VIENNA - The European Congress of Radiology will remain in Vienna at least through 2009, the ECR said yesterday. Prof. Dr. Christian Harold, director of the radiology department at Vienna General Hospital and an ECR board member, said the Austrian capital’s excellent hotels, restaurants, and public transportation facilities, as well as its unique geographical setting at the heart of Europe, make Vienna an easy choice as host city. This is the 10th year in Vienna for the ECR, which opened Friday at the Vienna International Centre.

ECR executive director Peter Baierl said that approximately 13,000 participants have registered for the event so far, which will include about 1,300 presentations and 950 electronic poster presentations before it closes March 9.

The Congress is growing at a rate of about 10% a year, but the Vienna International Centre is growing with it, having added three new exhibition halls. The Centre "fits our needs", and will remain the host facility, Baierl added. The Centre pumped about 64 million euros into the city’s economy in 2003, and generated more than 164,000 overnight stays in local hotels, the ECR said.

This year’s ECR also inaugurates the Virtual Congress, which by the end of March will give participants online access to audio and images from this year’s meeting. The system will also make it possible to hold virtual sessions on selected topics dealing with radiology. The sessions will be led by an expert who acts as a host presenter and answers cyber-participants’ questions. Free to ECR members and participants in developing nations, the service will be available to all other interested participants at a cost of 15 euros a month, Baierl said.

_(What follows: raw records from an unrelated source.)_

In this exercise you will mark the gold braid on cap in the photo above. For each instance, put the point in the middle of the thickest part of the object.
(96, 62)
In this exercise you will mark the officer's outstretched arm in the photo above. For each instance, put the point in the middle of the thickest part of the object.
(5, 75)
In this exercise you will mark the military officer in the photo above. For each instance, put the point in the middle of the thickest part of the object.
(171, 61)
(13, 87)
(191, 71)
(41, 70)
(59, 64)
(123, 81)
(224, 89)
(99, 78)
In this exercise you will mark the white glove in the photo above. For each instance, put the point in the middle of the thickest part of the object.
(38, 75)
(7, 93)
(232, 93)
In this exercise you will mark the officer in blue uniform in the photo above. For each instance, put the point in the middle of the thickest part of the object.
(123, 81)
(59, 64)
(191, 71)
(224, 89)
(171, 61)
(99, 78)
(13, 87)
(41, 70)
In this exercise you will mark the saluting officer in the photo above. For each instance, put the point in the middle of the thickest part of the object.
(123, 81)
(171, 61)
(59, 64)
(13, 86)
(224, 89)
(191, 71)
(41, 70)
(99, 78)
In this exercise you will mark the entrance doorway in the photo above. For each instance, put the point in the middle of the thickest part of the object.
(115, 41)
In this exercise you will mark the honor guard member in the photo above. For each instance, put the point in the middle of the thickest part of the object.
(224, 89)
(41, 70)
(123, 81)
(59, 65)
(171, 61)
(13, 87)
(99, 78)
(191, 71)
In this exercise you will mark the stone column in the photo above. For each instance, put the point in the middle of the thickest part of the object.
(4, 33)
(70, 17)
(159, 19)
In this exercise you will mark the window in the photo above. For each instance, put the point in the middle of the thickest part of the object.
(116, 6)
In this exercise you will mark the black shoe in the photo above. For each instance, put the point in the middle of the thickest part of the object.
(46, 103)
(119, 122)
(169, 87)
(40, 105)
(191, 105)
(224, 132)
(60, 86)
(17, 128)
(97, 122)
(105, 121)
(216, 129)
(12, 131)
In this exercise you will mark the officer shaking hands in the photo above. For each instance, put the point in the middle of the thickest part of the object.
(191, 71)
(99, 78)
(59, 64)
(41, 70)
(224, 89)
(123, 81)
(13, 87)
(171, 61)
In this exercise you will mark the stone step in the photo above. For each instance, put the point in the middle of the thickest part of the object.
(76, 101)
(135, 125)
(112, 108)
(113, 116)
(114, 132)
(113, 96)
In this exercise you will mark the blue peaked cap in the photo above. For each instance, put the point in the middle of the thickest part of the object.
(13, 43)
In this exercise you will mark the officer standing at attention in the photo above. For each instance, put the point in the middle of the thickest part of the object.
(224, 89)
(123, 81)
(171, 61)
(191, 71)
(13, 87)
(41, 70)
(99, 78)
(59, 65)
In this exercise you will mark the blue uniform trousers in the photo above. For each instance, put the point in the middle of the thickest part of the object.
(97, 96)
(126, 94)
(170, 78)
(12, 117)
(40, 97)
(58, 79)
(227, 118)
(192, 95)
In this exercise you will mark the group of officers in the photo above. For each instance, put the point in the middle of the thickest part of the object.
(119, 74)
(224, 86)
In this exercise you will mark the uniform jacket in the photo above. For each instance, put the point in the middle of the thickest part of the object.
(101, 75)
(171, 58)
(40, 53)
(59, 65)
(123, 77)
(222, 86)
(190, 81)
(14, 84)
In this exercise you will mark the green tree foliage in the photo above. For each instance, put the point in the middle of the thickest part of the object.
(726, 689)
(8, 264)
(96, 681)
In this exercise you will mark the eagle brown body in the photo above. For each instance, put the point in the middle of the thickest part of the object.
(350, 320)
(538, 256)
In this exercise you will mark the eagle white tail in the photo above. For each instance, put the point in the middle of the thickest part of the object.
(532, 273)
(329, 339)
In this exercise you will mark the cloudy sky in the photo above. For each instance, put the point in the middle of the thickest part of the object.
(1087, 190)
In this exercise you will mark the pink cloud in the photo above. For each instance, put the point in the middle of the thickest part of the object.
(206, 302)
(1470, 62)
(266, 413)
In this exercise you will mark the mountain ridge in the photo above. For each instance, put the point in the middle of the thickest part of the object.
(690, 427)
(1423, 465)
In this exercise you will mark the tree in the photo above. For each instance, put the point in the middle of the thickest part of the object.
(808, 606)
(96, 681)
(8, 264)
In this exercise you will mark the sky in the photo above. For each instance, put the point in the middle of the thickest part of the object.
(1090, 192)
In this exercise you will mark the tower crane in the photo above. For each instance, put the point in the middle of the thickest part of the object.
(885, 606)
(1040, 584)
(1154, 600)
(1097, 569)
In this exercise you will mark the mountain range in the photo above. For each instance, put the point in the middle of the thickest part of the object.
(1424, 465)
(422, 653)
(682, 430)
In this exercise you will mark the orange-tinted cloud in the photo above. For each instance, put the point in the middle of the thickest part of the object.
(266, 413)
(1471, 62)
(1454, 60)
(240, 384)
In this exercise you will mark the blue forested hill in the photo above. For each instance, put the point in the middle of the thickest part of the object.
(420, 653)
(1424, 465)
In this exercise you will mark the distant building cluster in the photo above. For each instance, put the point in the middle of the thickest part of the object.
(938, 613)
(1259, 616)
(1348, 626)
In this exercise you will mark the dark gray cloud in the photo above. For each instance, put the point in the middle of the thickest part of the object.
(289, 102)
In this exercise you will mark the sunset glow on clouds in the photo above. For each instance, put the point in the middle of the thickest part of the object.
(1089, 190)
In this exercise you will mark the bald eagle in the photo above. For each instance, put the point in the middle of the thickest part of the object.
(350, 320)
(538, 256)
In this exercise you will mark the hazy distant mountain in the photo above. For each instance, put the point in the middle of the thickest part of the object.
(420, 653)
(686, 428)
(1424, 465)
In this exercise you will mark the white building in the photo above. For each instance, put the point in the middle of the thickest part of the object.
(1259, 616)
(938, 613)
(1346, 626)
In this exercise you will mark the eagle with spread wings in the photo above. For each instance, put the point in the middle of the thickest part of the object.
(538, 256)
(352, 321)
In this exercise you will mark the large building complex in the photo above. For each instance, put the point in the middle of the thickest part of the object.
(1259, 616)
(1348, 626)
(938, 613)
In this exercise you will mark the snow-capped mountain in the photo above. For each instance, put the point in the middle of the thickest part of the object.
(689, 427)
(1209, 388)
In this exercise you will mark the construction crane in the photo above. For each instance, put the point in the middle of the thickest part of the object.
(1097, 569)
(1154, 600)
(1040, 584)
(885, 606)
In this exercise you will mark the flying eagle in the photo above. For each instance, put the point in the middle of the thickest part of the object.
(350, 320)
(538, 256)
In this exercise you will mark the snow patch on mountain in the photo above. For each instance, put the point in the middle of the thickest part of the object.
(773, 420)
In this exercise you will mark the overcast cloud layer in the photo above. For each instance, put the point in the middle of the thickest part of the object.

In developing countries with little access to high-speed Internet connections, satellite centers are envisioned to enable radiologists and trainees to gather at a single location to attend the special sessions, said Professor Helen Carty, ECR president.

Among this year’s technical innovations, all attendees’ badges now carry microchips, which are read automatically by panels placed at the entrance to the lecture halls. Designed to monitor CME accreditation and "research points," the microchips will note when attendees enter lecture halls -- and record how long they stay there.